Research on Equine Subchondral Cystic Lesions Treated with Absorbable Implant

“This surgical procedure allowed early rehabilitation and resulted in progressive healing of the lesions."

In a recent study, a composite absorbable implant was used to treat SCLs in various anatomical locations in young horses aged 10–24 months. Thinkstock

A variety of techniques and materials have been tried in attempts to mitigate lameness issues from subchondral cystic lesions (SCL). In a recent study, a composite absorbable implant was used to treat SCLs in various anatomical locations in young horses aged 10–24 months [Ravanetti, P.; Lechartier, A.; Hamon, M.; Zucca, E. A. composite absorbable implant used to treat subchondral bone cysts in 38 horses. Equine Veterinary Journal Jan 2021; doi:10.1111/EVJ.13428].

The implant used is said to reproduce biological bone. Made from nanohydroxyapatite and calcium phosphate and mixed with poly-L-lactic acid, it is bioabsorbable, biocompatible, osteoinductive and osteoconductive; i.e., properties that stimulate filling of the defects.

The study from January 2017–June 2018 included 38 horses diagnosed with lameness attributable to SCL lesions of at least 8 mm in size and less than 10 mm from the articular surface and surrounded by a sclerotic edge. The horses had not undergone any previous surgical or medical treatment. Under general anesthesia, extra-articular decompression of the SCL was accomplished with drilling, then curettage was done before a fill with the absorbable implant under radiographic guidance.

The patients were stall rested for four weeks post-op, then introduced into a post-op rehabilitation program tailored to the age of the horse. Following 12 weeks of exercise restrictions, all the horses went back to their previous exercise routine. Radiographs were taken at 30, 50, 90 and 120 days post operatively to compare to pre-op images.
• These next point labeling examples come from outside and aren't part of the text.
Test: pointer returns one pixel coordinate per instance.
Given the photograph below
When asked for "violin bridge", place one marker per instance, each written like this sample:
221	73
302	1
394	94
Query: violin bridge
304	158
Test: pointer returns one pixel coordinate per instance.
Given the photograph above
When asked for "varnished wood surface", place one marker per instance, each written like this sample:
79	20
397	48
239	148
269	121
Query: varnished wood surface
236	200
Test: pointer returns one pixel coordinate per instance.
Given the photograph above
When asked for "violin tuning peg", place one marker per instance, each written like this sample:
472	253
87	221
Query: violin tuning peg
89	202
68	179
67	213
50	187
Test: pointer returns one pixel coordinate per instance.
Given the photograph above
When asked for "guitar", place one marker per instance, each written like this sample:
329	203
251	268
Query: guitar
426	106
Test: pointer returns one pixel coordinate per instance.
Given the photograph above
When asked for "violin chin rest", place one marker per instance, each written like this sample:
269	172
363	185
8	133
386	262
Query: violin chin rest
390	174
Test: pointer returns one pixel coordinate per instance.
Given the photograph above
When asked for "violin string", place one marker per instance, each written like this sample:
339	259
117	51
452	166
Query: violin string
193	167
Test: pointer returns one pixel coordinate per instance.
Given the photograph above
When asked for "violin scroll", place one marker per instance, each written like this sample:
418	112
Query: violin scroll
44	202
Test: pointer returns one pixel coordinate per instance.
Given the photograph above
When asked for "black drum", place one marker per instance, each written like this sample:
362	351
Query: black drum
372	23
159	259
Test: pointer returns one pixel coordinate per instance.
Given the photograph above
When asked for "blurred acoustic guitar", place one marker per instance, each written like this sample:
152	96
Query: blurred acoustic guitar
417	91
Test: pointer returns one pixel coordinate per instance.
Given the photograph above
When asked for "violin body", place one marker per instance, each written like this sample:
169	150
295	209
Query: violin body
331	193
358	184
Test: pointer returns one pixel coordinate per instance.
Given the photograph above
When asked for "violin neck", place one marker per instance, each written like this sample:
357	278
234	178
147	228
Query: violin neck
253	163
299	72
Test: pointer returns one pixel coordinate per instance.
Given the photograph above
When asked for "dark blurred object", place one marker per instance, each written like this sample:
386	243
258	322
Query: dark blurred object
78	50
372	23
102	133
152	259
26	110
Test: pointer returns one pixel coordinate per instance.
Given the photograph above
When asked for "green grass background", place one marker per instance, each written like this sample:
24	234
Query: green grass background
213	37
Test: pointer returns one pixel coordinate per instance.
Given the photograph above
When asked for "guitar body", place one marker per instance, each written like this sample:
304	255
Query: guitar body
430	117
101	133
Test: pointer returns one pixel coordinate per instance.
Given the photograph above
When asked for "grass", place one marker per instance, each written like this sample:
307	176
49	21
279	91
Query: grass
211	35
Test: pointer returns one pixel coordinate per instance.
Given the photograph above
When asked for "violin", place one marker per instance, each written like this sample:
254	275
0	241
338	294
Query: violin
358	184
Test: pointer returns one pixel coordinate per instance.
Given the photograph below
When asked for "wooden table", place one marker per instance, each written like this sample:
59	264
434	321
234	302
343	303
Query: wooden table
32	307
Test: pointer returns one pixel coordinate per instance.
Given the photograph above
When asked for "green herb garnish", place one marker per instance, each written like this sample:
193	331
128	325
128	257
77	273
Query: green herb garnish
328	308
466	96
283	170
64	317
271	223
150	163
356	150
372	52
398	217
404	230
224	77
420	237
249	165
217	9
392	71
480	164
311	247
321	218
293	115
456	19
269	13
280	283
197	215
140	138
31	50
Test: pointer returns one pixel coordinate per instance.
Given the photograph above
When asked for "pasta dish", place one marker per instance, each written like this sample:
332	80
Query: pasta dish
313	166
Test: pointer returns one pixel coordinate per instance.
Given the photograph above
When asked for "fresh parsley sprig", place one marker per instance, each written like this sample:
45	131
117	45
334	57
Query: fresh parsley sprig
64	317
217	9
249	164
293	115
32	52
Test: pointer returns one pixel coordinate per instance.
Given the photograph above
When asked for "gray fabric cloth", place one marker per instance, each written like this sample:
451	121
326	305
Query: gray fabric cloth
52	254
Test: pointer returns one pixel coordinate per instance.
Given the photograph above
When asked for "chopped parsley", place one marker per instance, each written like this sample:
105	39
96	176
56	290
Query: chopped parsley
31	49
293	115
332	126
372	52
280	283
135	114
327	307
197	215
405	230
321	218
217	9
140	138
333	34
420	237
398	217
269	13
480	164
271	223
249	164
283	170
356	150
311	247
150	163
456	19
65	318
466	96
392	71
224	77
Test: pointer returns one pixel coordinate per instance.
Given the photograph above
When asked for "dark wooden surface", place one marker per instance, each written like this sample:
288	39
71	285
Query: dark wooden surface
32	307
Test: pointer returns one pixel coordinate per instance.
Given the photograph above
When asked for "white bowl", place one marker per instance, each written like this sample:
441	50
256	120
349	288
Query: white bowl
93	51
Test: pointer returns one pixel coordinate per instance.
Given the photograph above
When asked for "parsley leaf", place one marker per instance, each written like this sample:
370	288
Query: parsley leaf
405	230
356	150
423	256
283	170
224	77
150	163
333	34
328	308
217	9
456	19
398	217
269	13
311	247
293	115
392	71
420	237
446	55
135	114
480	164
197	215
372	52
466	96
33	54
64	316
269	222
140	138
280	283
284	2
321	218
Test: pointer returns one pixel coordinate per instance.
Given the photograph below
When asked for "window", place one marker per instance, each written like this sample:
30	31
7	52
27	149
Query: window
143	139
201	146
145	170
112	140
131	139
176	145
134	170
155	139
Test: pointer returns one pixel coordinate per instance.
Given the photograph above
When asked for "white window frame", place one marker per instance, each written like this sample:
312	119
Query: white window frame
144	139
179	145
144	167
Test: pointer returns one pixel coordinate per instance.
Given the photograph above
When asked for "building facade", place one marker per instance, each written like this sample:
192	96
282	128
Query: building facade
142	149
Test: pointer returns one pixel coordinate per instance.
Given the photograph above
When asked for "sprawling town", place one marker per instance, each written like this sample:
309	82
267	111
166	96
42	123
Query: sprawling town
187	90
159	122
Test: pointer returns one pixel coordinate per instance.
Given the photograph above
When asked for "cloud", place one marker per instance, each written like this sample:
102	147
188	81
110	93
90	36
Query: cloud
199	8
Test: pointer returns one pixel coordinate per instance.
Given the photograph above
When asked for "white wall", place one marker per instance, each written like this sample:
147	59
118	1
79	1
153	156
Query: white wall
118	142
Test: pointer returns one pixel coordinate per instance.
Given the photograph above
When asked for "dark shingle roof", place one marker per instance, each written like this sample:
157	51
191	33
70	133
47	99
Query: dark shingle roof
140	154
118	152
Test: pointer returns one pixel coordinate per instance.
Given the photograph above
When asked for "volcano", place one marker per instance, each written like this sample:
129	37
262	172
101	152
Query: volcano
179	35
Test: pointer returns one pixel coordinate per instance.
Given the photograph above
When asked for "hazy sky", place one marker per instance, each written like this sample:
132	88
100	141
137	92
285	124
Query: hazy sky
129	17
New bone surrounding the implant was present at 10 weeks following surgery. The horses were followed up for 28–46 months.

The results are very encouraging:

  • Lameness resolution occurred in 36/38 horses.
  • Radiographic filling of the lesion occurred in 77% by 120 days.
  • 71% raced after surgery and 48% raced in their 2-year-old year.

Slow absorption of the implant is desirable as new bone forms around the implant. The authors stated: “This surgical procedure allowed early rehabilitation and resulted in progressive healing of the lesions.”

They add that the material also does not cause artifacts that interfere with CT or MRI exams, thereby preserving the ability to assess any lesions as needed.